24.
Des projets nébuleux
Dès qu’il fut de nouveau seul, Farrell s’assura que ses deux garçons dormaient profondément dans son lit, puis descendit à l’étage inférieur. Il promena lentement la main le long du mur, à la recherche d’un indice magique. C’est finalement derrière la table de cristal qu’il ressentit un léger picotement dans sa paume. Il recula d’un pas et tendit les deux bras en prononçant des mots dans l’ancienne langue d’Enkidiev. Les pierres se mirent à gémir, comme si on les réveillait après un long sommeil. Lentement, une porte s’y dessina, puis elle s’ouvrit vers l’extérieur.
Farrell décrocha l’un des flambeaux du mur, l’alluma magiquement et le brandit dans l’ouverture. Il s’agissait de l’entrée d’un escalier étroit. Peu de pas en avaient foulé les marches. Onyx avait appris son existence cinq cents ans plus tôt en épiant Nomar, son maître à l’époque. C’était maintenant à son tour de faire usage de la puissante magie qui se trouvait sous le palais.
Il arriva devant une porte de métal et proféra les incantations qu’il avait mémorisées. Le portail ensorcelé grinça sur ses gonds et lui céda le passage. Farrell s’y engagea sans la moindre crainte. Devant lui s’étendait une immense grotte. La voûte et le sol étaient parsemés de piliers et de franges calcaires rappelant les dents d’un loup. Mais ce qui intéressait le renégat, c’était la nappe d’eau glacée qui reposait entre les stalagmites.

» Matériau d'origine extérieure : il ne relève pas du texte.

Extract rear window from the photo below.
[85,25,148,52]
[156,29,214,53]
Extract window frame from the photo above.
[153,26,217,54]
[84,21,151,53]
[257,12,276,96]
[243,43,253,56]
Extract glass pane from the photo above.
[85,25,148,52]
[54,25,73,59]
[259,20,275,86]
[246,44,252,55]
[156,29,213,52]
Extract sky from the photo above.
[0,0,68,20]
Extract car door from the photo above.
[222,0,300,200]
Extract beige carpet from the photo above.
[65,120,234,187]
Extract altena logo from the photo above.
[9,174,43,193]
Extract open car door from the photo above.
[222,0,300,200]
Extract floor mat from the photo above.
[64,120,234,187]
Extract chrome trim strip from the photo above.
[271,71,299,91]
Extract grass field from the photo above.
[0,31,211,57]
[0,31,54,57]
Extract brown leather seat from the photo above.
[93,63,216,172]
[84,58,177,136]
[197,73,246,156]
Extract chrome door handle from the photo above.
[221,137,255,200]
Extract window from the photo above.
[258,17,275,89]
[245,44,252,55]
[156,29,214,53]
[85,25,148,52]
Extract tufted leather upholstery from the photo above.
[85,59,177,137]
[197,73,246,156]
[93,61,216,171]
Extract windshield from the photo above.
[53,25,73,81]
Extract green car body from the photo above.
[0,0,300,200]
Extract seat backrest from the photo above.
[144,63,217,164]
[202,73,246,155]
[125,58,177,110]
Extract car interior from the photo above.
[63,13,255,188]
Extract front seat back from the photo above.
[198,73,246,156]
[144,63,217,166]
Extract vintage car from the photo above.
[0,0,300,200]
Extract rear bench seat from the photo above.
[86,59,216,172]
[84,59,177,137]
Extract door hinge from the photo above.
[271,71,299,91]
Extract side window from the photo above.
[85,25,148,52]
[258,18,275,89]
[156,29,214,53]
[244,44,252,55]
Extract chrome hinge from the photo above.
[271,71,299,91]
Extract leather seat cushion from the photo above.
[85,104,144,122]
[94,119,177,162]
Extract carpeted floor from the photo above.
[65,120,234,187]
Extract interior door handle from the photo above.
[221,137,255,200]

Le magicien fit quelques pas en direction de l’étang magique. Sa surface s’illumina aussitôt. Un sourire s’étira sur le visage du visiteur nocturne.
— Tu reconnais encore tes maîtres, constata-t-il avec satisfaction.

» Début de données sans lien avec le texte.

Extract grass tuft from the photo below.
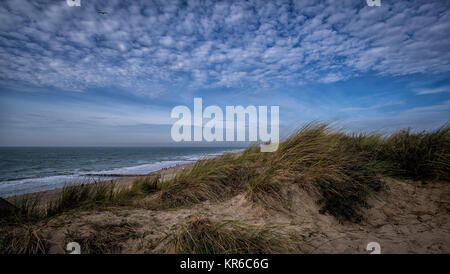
[171,217,285,254]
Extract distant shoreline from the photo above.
[3,160,193,203]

Il déposa la torche sur le sol et s’approcha davantage du miroir de la destinée. Il leva les bras au-dessus de sa tête en prononçant les paroles qui devaient le ramener à la vie.
— Par les pouvoirs conférés jadis aux Empereurs d’Irianeth, je t’ordonne de me dévoiler tes secrets !
— Et que voulez-vous savoir, monseigneur ? gronda le miroir.
Sa voix métallique résonna dans la grotte. Un homme ordinaire aurait aussitôt pris la fuite, mais Onyx était un soldat sans peur, aveuglé par sa soif de vengeance.
— Je cherche un Immortel.
— Les dieux déchus ne m’ont accordé que la faculté de voir l’avenir.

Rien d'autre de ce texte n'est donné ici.